Lavinthia whimpered all the way through the castle grounds to the far out entrance of the garden as her brother held his concealed dagger to her back. Levedis peered into the gaping hole between the colossal wall of bushes and felt like he was staring into a black abyss. He shined the candlelight while still holding the dagger to Lavinthia and signaled her to proceed forward. With each step forward, a blanket of darkness swept from behind them. The great wall of bushes appeared to have no limit in height as they continued walking through them.

Several hours had passed and Levedis grew more impatient by the minute. He repeatedly shoved his sister into the ground only to pull her back up by the hair until they finally reached the center. A large wooden chest with the stamp of the king sat alone, barely illuminated by the melting candle and moonlight. He spat at his sister and yelled of her betrayal, giving a final blow to her head, knocking her unconscious to the ground. He went up to the chest with shaky legs and gleaming eyes but found it to be locked. He stabbed away at the lock with his dagger but the iron shackles did not budge. He began to panic as he got on the ground and shook his sister profusely, but she was not waking up. After a few minutes, he realized that she was dead.

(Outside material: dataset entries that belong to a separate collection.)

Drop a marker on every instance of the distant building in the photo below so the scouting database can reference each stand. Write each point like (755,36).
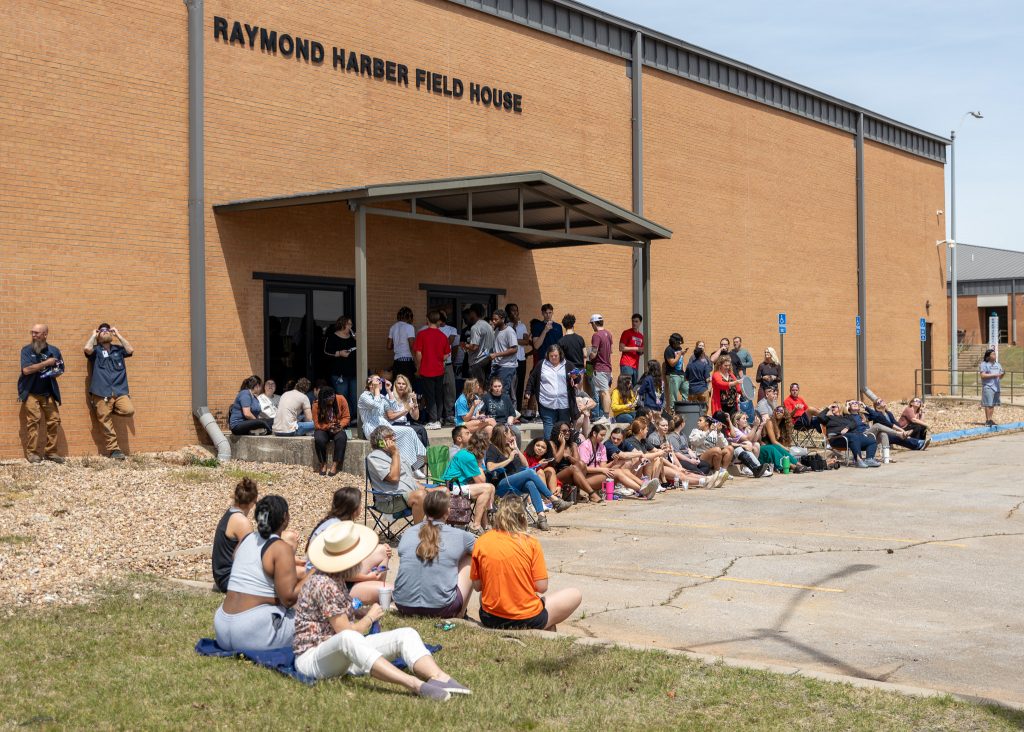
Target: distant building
(988,281)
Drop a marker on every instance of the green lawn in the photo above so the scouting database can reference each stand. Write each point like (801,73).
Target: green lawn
(127,662)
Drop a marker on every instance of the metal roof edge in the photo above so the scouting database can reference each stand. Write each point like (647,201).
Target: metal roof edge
(672,40)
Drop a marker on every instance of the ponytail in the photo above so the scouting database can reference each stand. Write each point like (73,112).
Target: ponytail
(271,512)
(435,507)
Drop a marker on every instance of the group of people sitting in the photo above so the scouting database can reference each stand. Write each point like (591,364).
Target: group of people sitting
(326,605)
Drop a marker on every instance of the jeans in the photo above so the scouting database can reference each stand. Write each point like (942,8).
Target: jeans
(507,375)
(351,652)
(246,427)
(859,442)
(549,417)
(340,439)
(524,480)
(304,428)
(433,387)
(346,387)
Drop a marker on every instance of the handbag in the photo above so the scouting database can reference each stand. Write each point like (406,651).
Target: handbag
(460,508)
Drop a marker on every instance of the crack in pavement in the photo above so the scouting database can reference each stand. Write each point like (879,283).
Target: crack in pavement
(1015,509)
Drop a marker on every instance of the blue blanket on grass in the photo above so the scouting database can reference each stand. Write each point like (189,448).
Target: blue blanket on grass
(279,659)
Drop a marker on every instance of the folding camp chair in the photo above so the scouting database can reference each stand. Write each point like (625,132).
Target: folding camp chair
(388,525)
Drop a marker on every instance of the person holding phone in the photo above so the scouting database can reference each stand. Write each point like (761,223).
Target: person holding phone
(374,404)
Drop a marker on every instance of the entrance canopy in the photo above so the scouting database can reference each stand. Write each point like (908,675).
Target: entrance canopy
(532,210)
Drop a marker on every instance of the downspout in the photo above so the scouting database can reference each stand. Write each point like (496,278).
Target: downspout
(641,254)
(861,263)
(197,233)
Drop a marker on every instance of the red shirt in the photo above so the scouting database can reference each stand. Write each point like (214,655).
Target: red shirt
(433,346)
(797,406)
(631,339)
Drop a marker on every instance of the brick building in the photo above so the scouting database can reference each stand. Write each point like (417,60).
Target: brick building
(989,282)
(756,176)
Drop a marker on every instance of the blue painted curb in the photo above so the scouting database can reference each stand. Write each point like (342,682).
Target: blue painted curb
(976,431)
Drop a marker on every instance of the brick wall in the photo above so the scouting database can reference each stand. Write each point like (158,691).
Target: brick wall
(93,213)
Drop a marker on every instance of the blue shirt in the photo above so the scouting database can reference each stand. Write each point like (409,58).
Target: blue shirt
(110,378)
(991,368)
(36,383)
(245,398)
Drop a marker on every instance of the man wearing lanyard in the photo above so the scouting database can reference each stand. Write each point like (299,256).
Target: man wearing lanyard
(38,390)
(109,384)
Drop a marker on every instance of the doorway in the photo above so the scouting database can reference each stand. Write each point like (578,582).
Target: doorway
(296,318)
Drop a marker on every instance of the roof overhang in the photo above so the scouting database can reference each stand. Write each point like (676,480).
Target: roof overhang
(532,210)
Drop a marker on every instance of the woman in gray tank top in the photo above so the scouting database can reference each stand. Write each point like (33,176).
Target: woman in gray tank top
(257,611)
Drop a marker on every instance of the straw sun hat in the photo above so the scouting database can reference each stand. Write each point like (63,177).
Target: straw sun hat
(342,546)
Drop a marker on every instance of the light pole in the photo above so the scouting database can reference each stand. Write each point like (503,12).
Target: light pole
(953,326)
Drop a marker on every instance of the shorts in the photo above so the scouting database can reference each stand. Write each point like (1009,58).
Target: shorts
(537,622)
(453,609)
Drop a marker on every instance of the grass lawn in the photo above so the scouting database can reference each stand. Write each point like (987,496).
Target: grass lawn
(127,662)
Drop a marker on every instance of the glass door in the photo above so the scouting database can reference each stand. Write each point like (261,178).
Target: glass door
(296,323)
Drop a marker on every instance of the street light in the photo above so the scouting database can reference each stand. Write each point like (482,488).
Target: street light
(953,340)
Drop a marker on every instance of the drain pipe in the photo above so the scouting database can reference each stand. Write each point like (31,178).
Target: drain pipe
(197,233)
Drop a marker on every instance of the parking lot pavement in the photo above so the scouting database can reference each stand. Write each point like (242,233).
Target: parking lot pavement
(908,573)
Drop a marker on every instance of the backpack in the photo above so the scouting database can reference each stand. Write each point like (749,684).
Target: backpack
(815,462)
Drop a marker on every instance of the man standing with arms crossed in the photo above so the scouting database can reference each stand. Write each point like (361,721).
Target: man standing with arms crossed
(109,385)
(38,390)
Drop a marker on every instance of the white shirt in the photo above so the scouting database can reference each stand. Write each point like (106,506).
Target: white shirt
(291,408)
(450,331)
(520,333)
(399,334)
(553,389)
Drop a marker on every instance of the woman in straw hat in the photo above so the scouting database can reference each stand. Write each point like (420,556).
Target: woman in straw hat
(330,640)
(509,572)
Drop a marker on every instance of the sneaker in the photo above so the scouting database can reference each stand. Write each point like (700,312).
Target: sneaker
(433,690)
(453,686)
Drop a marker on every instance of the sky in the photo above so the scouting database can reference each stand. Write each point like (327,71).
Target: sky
(921,62)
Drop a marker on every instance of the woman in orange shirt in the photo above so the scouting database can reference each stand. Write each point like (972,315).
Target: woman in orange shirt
(509,572)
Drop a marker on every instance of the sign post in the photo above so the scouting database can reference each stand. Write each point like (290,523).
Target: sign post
(781,348)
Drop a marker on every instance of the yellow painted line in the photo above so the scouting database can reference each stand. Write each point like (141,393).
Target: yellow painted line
(783,532)
(766,583)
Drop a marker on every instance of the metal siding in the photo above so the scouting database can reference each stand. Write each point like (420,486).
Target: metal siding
(583,25)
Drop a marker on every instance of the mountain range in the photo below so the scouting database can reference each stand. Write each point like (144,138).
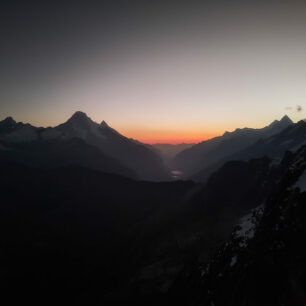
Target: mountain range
(81,225)
(199,161)
(80,141)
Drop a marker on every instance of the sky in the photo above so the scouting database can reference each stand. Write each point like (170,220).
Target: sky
(156,71)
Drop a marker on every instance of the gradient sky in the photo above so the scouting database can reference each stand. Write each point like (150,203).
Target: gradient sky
(157,71)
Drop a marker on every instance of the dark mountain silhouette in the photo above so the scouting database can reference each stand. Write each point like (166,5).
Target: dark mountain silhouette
(77,230)
(168,151)
(289,139)
(264,261)
(86,237)
(56,153)
(115,148)
(216,150)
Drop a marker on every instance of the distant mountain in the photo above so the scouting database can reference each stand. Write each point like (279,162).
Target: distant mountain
(137,157)
(215,150)
(168,151)
(289,139)
(56,153)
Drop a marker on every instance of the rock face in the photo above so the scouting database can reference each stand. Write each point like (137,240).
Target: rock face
(289,139)
(263,263)
(216,151)
(102,147)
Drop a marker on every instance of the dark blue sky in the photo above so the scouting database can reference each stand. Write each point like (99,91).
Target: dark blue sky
(155,70)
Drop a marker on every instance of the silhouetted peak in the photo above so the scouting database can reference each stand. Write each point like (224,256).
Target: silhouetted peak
(9,120)
(104,124)
(286,120)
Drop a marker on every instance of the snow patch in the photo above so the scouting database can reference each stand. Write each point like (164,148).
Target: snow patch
(301,182)
(233,261)
(247,226)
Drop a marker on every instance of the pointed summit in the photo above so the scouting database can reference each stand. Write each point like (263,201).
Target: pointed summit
(8,123)
(104,124)
(78,115)
(9,120)
(286,120)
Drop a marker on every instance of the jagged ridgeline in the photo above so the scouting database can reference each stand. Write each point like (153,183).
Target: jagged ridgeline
(80,227)
(80,141)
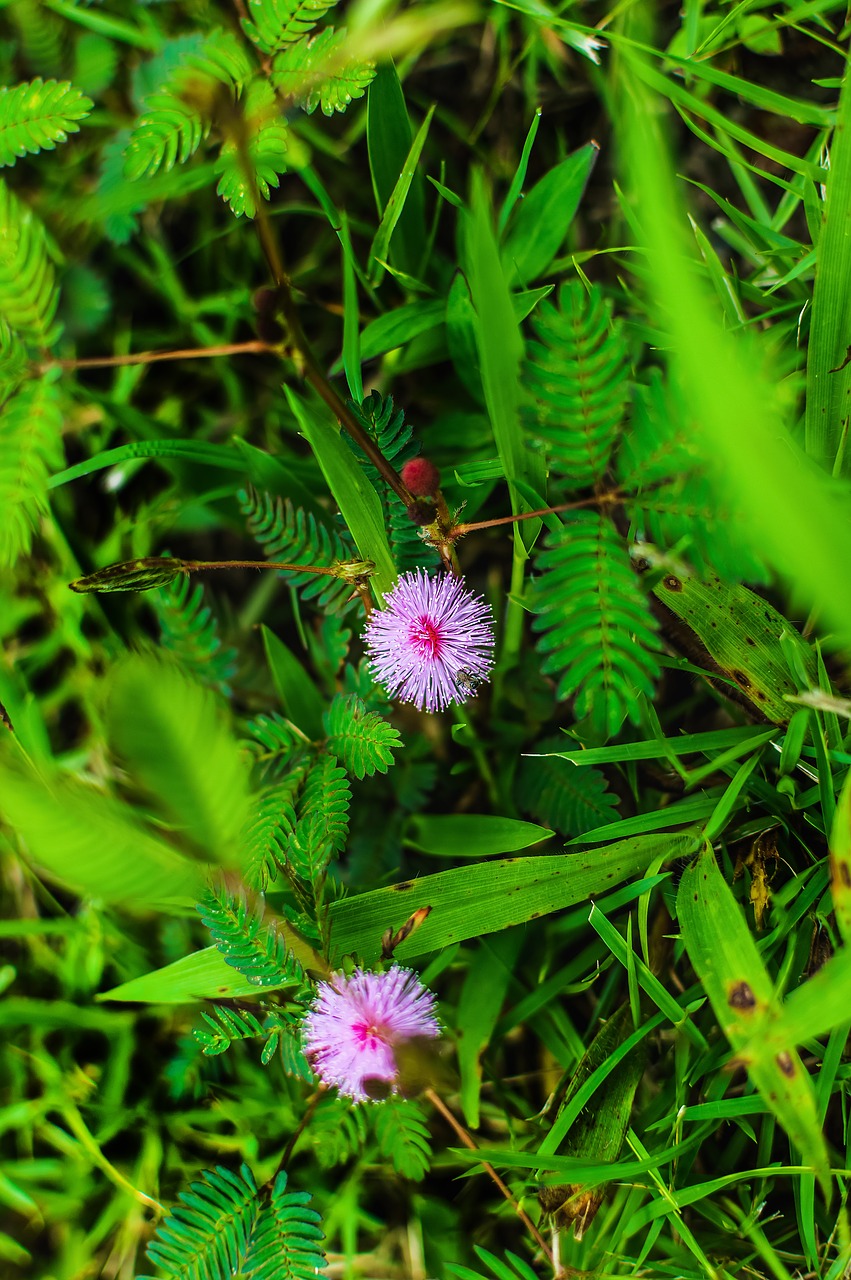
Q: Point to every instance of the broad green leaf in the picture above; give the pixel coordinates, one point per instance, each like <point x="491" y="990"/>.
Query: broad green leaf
<point x="357" y="499"/>
<point x="396" y="204"/>
<point x="544" y="216"/>
<point x="388" y="137"/>
<point x="173" y="740"/>
<point x="484" y="897"/>
<point x="501" y="351"/>
<point x="741" y="632"/>
<point x="841" y="862"/>
<point x="302" y="702"/>
<point x="733" y="396"/>
<point x="87" y="840"/>
<point x="828" y="374"/>
<point x="470" y="835"/>
<point x="479" y="1006"/>
<point x="201" y="976"/>
<point x="727" y="961"/>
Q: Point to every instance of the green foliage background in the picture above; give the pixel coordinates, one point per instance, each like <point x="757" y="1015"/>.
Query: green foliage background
<point x="595" y="265"/>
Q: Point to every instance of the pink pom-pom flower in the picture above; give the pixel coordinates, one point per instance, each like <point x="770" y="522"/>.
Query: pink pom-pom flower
<point x="357" y="1024"/>
<point x="433" y="643"/>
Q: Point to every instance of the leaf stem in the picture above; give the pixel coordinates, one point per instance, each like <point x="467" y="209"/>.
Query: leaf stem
<point x="599" y="499"/>
<point x="150" y="357"/>
<point x="311" y="368"/>
<point x="437" y="1101"/>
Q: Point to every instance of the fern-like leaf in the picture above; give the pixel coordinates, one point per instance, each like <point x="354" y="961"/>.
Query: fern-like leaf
<point x="277" y="23"/>
<point x="403" y="1137"/>
<point x="362" y="740"/>
<point x="577" y="375"/>
<point x="315" y="72"/>
<point x="338" y="1130"/>
<point x="673" y="499"/>
<point x="559" y="795"/>
<point x="188" y="630"/>
<point x="321" y="828"/>
<point x="266" y="837"/>
<point x="30" y="434"/>
<point x="177" y="118"/>
<point x="599" y="630"/>
<point x="284" y="1243"/>
<point x="286" y="1040"/>
<point x="206" y="1235"/>
<point x="256" y="165"/>
<point x="39" y="114"/>
<point x="28" y="293"/>
<point x="288" y="534"/>
<point x="224" y="1028"/>
<point x="256" y="950"/>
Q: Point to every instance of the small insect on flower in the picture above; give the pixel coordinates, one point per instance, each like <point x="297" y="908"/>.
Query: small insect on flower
<point x="433" y="643"/>
<point x="360" y="1025"/>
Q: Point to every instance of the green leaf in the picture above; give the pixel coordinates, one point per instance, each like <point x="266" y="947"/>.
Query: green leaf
<point x="31" y="423"/>
<point x="362" y="740"/>
<point x="731" y="969"/>
<point x="86" y="839"/>
<point x="301" y="699"/>
<point x="39" y="114"/>
<point x="577" y="375"/>
<point x="828" y="375"/>
<point x="28" y="293"/>
<point x="544" y="216"/>
<point x="388" y="137"/>
<point x="201" y="976"/>
<point x="209" y="1234"/>
<point x="741" y="632"/>
<point x="470" y="835"/>
<point x="396" y="204"/>
<point x="599" y="630"/>
<point x="284" y="1243"/>
<point x="275" y="23"/>
<point x="403" y="1137"/>
<point x="559" y="795"/>
<point x="173" y="740"/>
<point x="483" y="897"/>
<point x="352" y="490"/>
<point x="316" y="71"/>
<point x="256" y="950"/>
<point x="252" y="160"/>
<point x="501" y="352"/>
<point x="481" y="999"/>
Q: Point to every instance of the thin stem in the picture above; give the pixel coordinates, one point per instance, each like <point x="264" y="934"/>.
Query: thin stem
<point x="198" y="566"/>
<point x="598" y="501"/>
<point x="437" y="1101"/>
<point x="151" y="357"/>
<point x="312" y="370"/>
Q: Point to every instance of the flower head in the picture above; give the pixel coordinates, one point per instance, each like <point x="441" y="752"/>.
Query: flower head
<point x="357" y="1023"/>
<point x="433" y="643"/>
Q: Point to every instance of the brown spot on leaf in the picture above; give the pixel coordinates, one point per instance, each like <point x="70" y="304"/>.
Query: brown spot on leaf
<point x="741" y="996"/>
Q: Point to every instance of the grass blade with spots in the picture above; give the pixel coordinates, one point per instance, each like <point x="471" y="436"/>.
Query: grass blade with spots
<point x="727" y="961"/>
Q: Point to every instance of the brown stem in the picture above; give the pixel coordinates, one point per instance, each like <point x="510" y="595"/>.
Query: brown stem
<point x="437" y="1101"/>
<point x="312" y="370"/>
<point x="198" y="566"/>
<point x="150" y="357"/>
<point x="598" y="501"/>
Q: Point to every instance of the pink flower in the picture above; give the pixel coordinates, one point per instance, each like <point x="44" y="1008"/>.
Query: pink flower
<point x="433" y="643"/>
<point x="356" y="1024"/>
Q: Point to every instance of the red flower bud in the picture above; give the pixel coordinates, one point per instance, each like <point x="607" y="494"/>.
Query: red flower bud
<point x="420" y="478"/>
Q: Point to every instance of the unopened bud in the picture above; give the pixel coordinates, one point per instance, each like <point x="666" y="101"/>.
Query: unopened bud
<point x="420" y="478"/>
<point x="422" y="512"/>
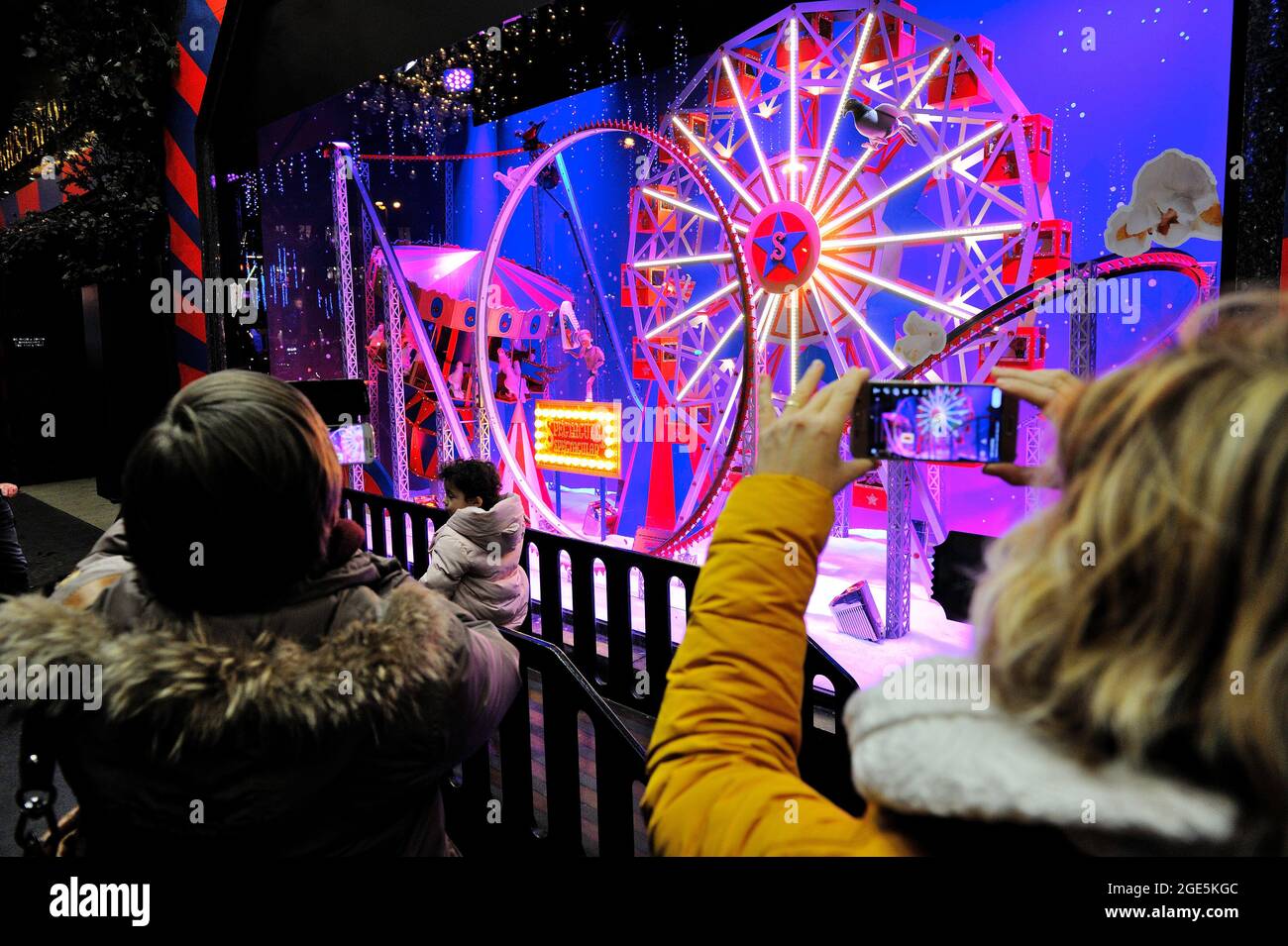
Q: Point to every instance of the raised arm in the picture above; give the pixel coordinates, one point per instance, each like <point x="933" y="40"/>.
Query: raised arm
<point x="722" y="773"/>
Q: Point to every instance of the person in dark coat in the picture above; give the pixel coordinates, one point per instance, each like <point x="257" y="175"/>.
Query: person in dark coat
<point x="13" y="563"/>
<point x="268" y="686"/>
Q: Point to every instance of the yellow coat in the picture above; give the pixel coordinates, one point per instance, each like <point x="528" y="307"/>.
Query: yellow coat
<point x="721" y="768"/>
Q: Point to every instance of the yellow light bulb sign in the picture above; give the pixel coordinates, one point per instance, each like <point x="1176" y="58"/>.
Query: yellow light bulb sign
<point x="579" y="437"/>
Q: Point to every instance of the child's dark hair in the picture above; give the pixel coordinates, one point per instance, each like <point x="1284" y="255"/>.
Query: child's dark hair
<point x="475" y="477"/>
<point x="230" y="498"/>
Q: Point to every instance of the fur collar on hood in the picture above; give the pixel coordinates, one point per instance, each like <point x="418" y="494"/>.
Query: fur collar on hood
<point x="944" y="758"/>
<point x="196" y="684"/>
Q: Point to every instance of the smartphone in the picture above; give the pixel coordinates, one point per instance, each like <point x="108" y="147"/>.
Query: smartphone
<point x="355" y="443"/>
<point x="934" y="421"/>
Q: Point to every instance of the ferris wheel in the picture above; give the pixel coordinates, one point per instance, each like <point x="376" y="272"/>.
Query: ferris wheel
<point x="875" y="163"/>
<point x="825" y="175"/>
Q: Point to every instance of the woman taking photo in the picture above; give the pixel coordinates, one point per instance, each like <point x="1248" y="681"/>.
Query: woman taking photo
<point x="1138" y="696"/>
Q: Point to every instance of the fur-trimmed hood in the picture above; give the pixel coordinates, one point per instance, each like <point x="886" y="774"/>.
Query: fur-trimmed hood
<point x="322" y="726"/>
<point x="211" y="678"/>
<point x="949" y="758"/>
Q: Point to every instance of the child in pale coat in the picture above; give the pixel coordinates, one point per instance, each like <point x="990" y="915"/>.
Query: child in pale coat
<point x="476" y="556"/>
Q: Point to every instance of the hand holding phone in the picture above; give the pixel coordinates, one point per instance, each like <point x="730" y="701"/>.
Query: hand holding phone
<point x="1052" y="391"/>
<point x="803" y="442"/>
<point x="934" y="421"/>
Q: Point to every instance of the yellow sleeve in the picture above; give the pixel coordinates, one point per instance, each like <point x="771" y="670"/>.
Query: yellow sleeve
<point x="721" y="768"/>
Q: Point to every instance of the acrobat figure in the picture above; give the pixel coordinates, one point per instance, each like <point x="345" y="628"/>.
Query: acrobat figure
<point x="518" y="374"/>
<point x="593" y="358"/>
<point x="881" y="124"/>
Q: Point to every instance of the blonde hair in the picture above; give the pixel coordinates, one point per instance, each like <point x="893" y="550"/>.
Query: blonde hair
<point x="1145" y="613"/>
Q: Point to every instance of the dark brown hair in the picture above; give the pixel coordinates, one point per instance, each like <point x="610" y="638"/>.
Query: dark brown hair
<point x="230" y="498"/>
<point x="475" y="477"/>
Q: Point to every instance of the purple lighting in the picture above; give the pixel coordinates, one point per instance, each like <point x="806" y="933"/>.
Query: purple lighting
<point x="459" y="80"/>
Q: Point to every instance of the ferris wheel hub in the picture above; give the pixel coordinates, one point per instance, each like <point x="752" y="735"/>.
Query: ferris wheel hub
<point x="784" y="248"/>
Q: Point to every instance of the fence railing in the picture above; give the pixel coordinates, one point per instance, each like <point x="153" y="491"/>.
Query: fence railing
<point x="625" y="654"/>
<point x="589" y="774"/>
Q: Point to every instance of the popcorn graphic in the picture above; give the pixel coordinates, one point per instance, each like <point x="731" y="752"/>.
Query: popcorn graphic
<point x="921" y="339"/>
<point x="1172" y="198"/>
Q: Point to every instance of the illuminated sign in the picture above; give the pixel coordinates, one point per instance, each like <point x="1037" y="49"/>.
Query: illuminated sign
<point x="579" y="437"/>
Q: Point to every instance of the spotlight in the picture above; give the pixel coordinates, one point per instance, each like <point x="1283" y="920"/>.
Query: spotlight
<point x="459" y="78"/>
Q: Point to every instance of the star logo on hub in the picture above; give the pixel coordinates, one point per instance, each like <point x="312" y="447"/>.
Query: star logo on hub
<point x="784" y="248"/>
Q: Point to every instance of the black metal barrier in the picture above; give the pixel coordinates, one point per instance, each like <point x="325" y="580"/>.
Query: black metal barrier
<point x="622" y="658"/>
<point x="571" y="811"/>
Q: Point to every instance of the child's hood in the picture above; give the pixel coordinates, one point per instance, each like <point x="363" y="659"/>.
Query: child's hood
<point x="503" y="523"/>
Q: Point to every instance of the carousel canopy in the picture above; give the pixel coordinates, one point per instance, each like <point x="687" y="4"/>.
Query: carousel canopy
<point x="452" y="270"/>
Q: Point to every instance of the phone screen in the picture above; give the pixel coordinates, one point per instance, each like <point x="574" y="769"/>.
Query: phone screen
<point x="353" y="443"/>
<point x="905" y="420"/>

He fell into complete despair and attempted to retrace his steps back to the entrance. The candle lived its last remaining moments as a taunting gust of wind blew it out. He screamed in agony all through the night until his vocal cords tore. By morning, only his breath was audible, preventing any groundskeeper from hearing his plea. Days and nights passed until the young prince suffered a slow death from dehydration.

Tomasi knew that something had occurred as he had not seen Levedis or Lavinthia around the castle grounds since their father had left. As the artificer of the garden, he knew his way to the center of the maze. On the brink of sunset, when the grounds were quiet, he made his way through to the middle and found the corpse of Lavinthia. He knew what her brother had done and did not bother to search for his body. Tomasi returned with his most trusted workers and pulled her body and the chest out of the garden. He immediately set sail on a vessel with the treasure to alert the king at his first stop on his tour—the Island of Mount Volos.